Pronghorn Reintroduction Update – Part 3 – By Leif Olsen
What kind of Pronghorn inhabited Southern California? DNA analysis from the first specimen collected over 100 years ago near the Parker Dam showed a mixture of both americanus (American) and sonoriensis (Sonoran). Just by this one result, the map of the historic range of the Sonoran Pronghorn has changed. Previous theories of the historic range did not have the Sonoran Pronghorn this far north. This is just one example of what the San Diego Chapter of SCI is contributing to the efforts to reintroduce Sonoran Pronghorn.

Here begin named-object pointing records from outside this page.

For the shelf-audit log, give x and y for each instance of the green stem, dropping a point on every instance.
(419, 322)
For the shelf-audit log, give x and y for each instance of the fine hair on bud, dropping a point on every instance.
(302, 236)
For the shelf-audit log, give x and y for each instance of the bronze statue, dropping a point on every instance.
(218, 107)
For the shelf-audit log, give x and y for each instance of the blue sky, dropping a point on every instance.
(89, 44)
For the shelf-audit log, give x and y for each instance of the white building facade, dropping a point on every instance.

Currently, we are waiting on results of the analysis of other museum samples from those gathered throughout Baja, Southern and Central California. This analysis is not without its challenges. Many museum pieces of hide and bone were treated with chemicals that while preserving the sample make collecting usable DNA very difficult. The staff of the University of Arizona is developing cutting edge techniques throughout this process to extract usable DNA.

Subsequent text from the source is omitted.